Breachway’de güzergahlar arasında da bir farklılık söz konusu. Mavi çizgiyle gösterilen güzergahlar, ana güzergahlar. Bu hat üzerinde yalnızca ileriye doğru yol alabiliyorsunuz. Bir de ince sarı çizgilerle gösterilen yan güzergahlar var, buralarda ileri veya geri gidebiliyorsunuz. Yolu uzatsa da zaman zaman yan güzergahları tercih etmek gerekebiliyor, özellikle de yolunuza sizden çok daha kuvvetli gemilerin çıkması riski söz konusuysa. Fakat, tahmin edebileceğiniz gibi sürekli olarak yan güzergahlara yönelmenizi ve sürekli ileri-geri hareket etmenizi engelleyen bir detay var, yakıt tüketimi. Yan güzergahlardaki her bir noktaya hareket 1 birim yakıt tüketiyor, haliyle siz de geminizin yakıt stoğu kadar hamle yapabiliyorsunuz.

Yolculuğunuza başlamadan önce farklı türde gemilerden birisini seçiyorsunuz. Başlangıç için ilk alternatifimiz Arbalet. Sonrasında Marauder, Lancer veya Firebrand de seçilebiliyor. Gemilerin kilidini açabilmek için yapmanız gereken şeyler var. Örneğin Marauder’i açabilmek için Arbalet ile sektörün baş düşmanına ulaşmamız gerekiyor. (Oynadığım versiyonunda Lancer henüz erişilebilir değildi, onu da belirtmeden geçmeyeyim). Her bir geminin gerek mürettebat gerek silah ve kalkan gerekse diğer eklentiler açısından farklı özellikleri bulunuyor, bu da haliyle çatışmaların nasıl seyredeceğini etkiliyor. Hatta seçtiğiniz gemiye göre sektördeki fraksiyonlarla ilişkileriniz de değişiklik gösteriyor.

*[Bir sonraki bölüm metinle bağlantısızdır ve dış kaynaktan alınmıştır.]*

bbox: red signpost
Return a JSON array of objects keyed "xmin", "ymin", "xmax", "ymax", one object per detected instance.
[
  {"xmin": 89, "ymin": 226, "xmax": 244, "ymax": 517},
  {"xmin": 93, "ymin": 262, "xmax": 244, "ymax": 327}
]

Hazır yeri gelmişken bir de fraksiyonlar ile ilişkiler konusuna değinelim. Oyunda (şimdilik) 4 fraksiyon bulunuyor: Solarii, Starkin, Başıboşlar ve Köstekler.

Harita üzerindeki birçok nokta belirli bir fraksiyonun kontrolünde. O fraksiyonla ilişkiniz de bu noktaya geldiğinizde gerçekleşebilecek olayları etkiliyor. Fraksiyonlarla ilişkileriniz “Nefret Edilen, Sevilmeyen, Nötr ve Müttefik” olarak sınıflandırılmış durumda. Nefret Edilen durumunda olduğunuz bir fraksiyonun kontrolündeki noktada pusu kurulması ihtimali yükseliyor. Sevilmeyen fraksiyon kontrolündeki noktalarda istasyonlara yanaşma talepleriniz reddedebiliyor veya oradaki gemilerin saldırısına uğrayabiliyorsunuz. Müttefik fraksiyonun kontrolündeki noktalarda çatışma içerisinde müttefiklerden yardım gelebiliyor, daha fazla ödül elde edebiliyorsunuz vs. Belirli durumlarda aldığınız kararlar bir veya birden fazla fraksiyonla ilişkilerinizi etkileyebiliyor. Bazı durumlarda belirli bir fraksiyonla ilişkiniz de diğerleriyle durumunuz etkileyebiliyor. Örneğin Kösteklerle müttefik olursanız diğer fraksiyonlar tarafından korsan olarak görülüyorsunuz ve uzay istasyonlarına yanaştığınızda saldırıya uğrayabiliyorsunuz. Buyurun denklemde dikkate alınacak bir başka değişken daha.

Uzun lafın kısası, taktik ve stratejik çeşitlilik için birçok unsur eklenmiş oyuna. Bunlarda ne kadar ustalaşırsanız o kadar ileriye yol alabilirsiniz.

Breachway’in artı hanesine yazılabilecek şeylerden birisi, Türkçe dil desteğiyle gelmesi. Zaman zaman çevirinin atlandığı kısımlara veya bazı hatalara denk gelebiliyoruz, fakat genel itibariyle öyle önemli bir sıkıntı söz konusu değil. Erken erişim sürecinde de bu ufak tefek sorunlar giderilecektir diye düşünüyorum.

Şu haliyle, çok da sıkıntısı olmayan, keyifle oynanabilecek bir oyun olma yolunda emin adımlarla ilerleyen bir yapım olduğunu söylemek mümkün. Tabii erken erişim sürecini nasıl geçireceği bu noktada büyük önem arz ediyor. Umarım geliştirici ekip Breachway’in potansiyelini değerlendirip bu erken erişim sürecinin sonunda başarılı bir oyunla çıkarlar karşımıza. Gözünüz üzerinde olsun.